Changer de peau

À l'heure où la première greffe de visage partielle vient d'être réalisée avec succès en France, il nous a paru utile de braquer nos projecteurs sur des recherches moins médiatisées... et pourtant porteuses d'un immense espoir pour les grands brûlés : la culture et la greffe de sa propre peau.

le 09/02/2006

« Changer de peau »

Réalisé en 1996, ce film retraçait à travers quatre laboratoires de l'Inserm, un panorama des recherches en cours sur cet organe très particulier, la peau.

Nous vous le présentons aujourd'hui après avoir vérifié, auprès de nos interlocuteurs-chercheurs de l'époque, sa totale actualité. Il est vrai qu'en matière de recherche, dix ans c'est court... Une partie importante du film était consacrée à la production de derme, mais surtout d'épiderme de culture, destinés à reconstituer la peau de grands brûlés, par exemple, dont la peau a été détruite à plus de 60%.

Pour bien comprendre tout l'enjeu de ces recherches, il faut savoir que l'on ne peut pas greffer l'épiderme d'un donneur.
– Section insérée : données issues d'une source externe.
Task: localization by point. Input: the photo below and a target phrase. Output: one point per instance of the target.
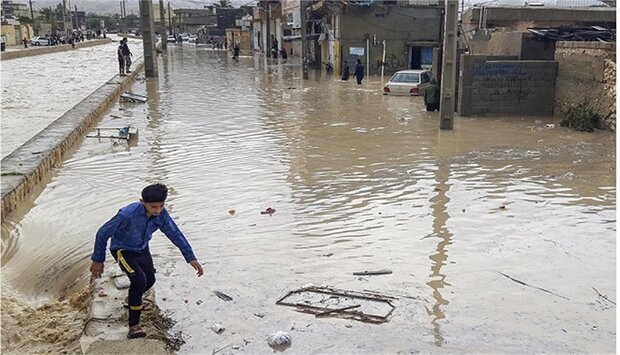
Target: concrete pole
(162, 23)
(148, 38)
(169, 19)
(34, 24)
(267, 32)
(64, 24)
(448, 72)
(304, 45)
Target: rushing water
(359, 181)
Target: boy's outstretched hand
(196, 265)
(96, 269)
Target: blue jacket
(131, 229)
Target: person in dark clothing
(236, 51)
(121, 60)
(359, 71)
(431, 96)
(126, 55)
(131, 231)
(345, 71)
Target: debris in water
(223, 296)
(269, 211)
(376, 272)
(280, 339)
(217, 328)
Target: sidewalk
(19, 51)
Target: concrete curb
(32, 51)
(28, 165)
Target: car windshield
(406, 78)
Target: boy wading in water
(131, 231)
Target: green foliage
(581, 118)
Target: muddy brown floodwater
(359, 181)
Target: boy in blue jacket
(131, 231)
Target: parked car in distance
(408, 82)
(38, 41)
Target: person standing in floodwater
(131, 231)
(121, 61)
(431, 96)
(236, 51)
(359, 71)
(345, 71)
(126, 55)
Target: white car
(408, 82)
(38, 41)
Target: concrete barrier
(51, 49)
(29, 164)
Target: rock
(279, 339)
(218, 328)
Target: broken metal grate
(327, 301)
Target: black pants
(432, 107)
(139, 267)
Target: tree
(223, 3)
(24, 19)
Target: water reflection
(440, 258)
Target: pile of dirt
(53, 327)
(609, 80)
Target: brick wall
(587, 75)
(506, 86)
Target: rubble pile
(609, 80)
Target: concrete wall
(506, 87)
(581, 77)
(542, 17)
(523, 45)
(28, 165)
(51, 49)
(397, 25)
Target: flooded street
(359, 181)
(38, 90)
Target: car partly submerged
(408, 82)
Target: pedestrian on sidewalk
(126, 55)
(131, 231)
(431, 96)
(359, 71)
(121, 60)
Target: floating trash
(327, 301)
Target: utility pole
(70, 16)
(267, 31)
(34, 25)
(64, 24)
(169, 19)
(162, 26)
(121, 3)
(148, 38)
(448, 71)
(304, 27)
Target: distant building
(13, 10)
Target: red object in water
(268, 211)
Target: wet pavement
(39, 89)
(359, 181)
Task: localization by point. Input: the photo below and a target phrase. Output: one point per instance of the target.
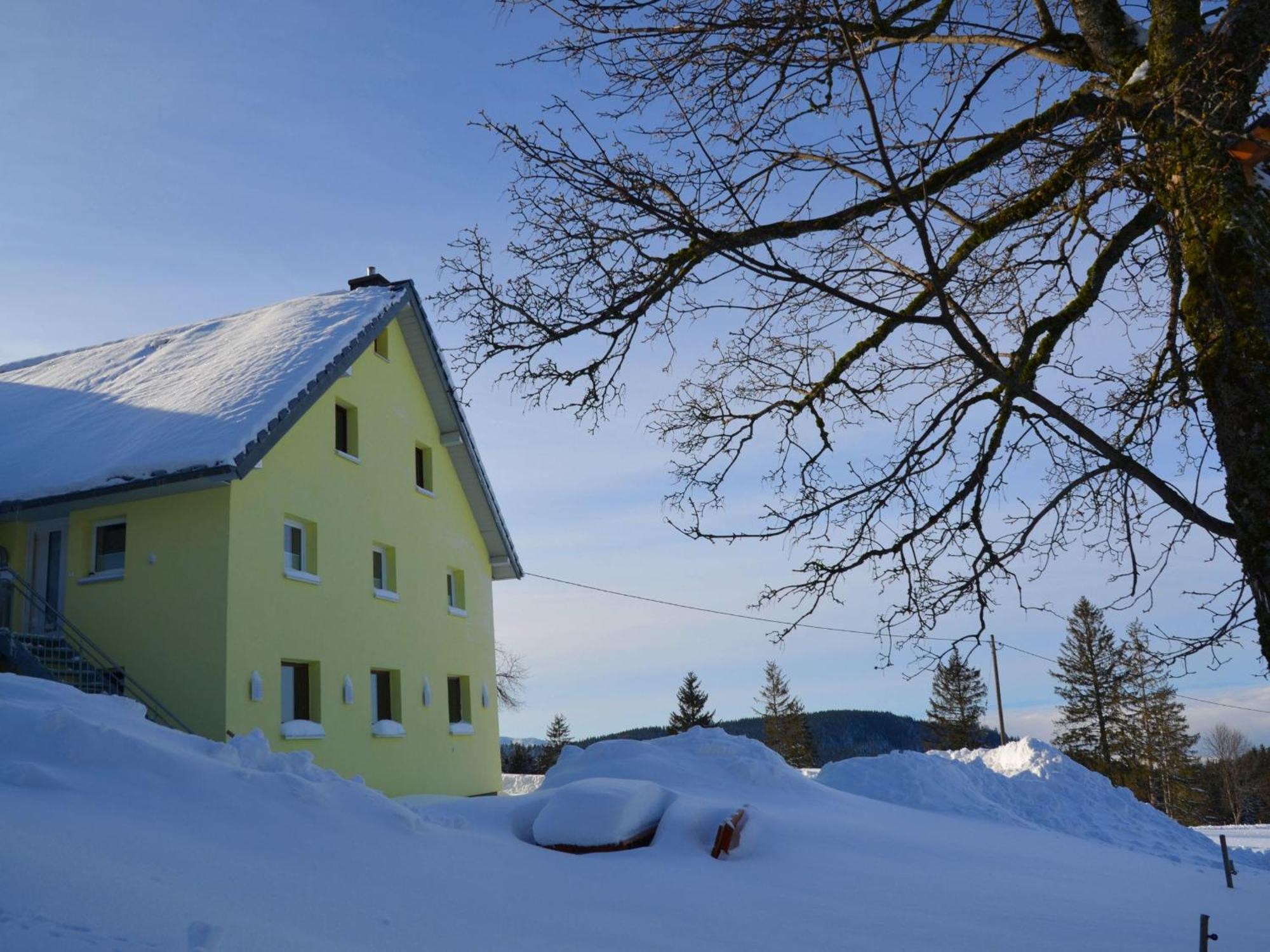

Pour pallier cette impossibilité immunologique – l'épiderme a une trop forte « antigénicité » –, la seule solution est de prélever chez le patient un lambeau de peau saine pour lui greffer dans la zone mutilée. Autre solution : prélever quelques cellules, les mettre en culture pendant plusieurs semaines, puis les greffer.

Il s'agit là d'un problème très différent de celui posé par la greffe de visage partielle réalisée à Amiens : chez cette femme de 38 ans qui avait été défigurée suite à une morsure de chien, c'est tout un ensemble de tissus – venant d'un donneur décédé – qui ont été greffés avec succès. La patiente a par ailleurs reçu une greffe de moelle osseuse du même donneur pour éviter les risques de rejet. Trois mois après l'opération, son état est jugé satisfaisant et cette femme tente de retrouver une vie normale.

Greffer sa propre peau : où en est-on aujourd'hui ?

Première greffe mondiale de visage

« Nous sommes en panne », nous dit le chirurgien Hervé Carsin, du Centre de Traitement des Brûlés de l'hôpital Percy à Clamart. « À ce jour, 90 malades ont été greffés, et les problèmes restent inchangés : des cicatrices difficiles, une forte sensibilité aux infections et une mise en œuvre qui reste lourde. »

Actuellement, l'hôpital Percy travaille à la mise en place d'un laboratoire, avec le soutien financier de L'Oréal, pour poursuivre les recherches cliniques laissées en suspens depuis que le laboratoire dirigé par Yann Barandon (ENS/Inserm) – que l'on voit dans le film – a été dissous pour des questions de mise aux normes. Depuis, Yann Barandon a rejoint l'Institut Polytechnique de Lausanne où il mène des travaux plus fondamentaux.

En France, les recherches dans ce domaine paraissaient très prometteuses il y dix ans. Aujourd'hui, elles sont toujours au même stade : elles restent prometteuses.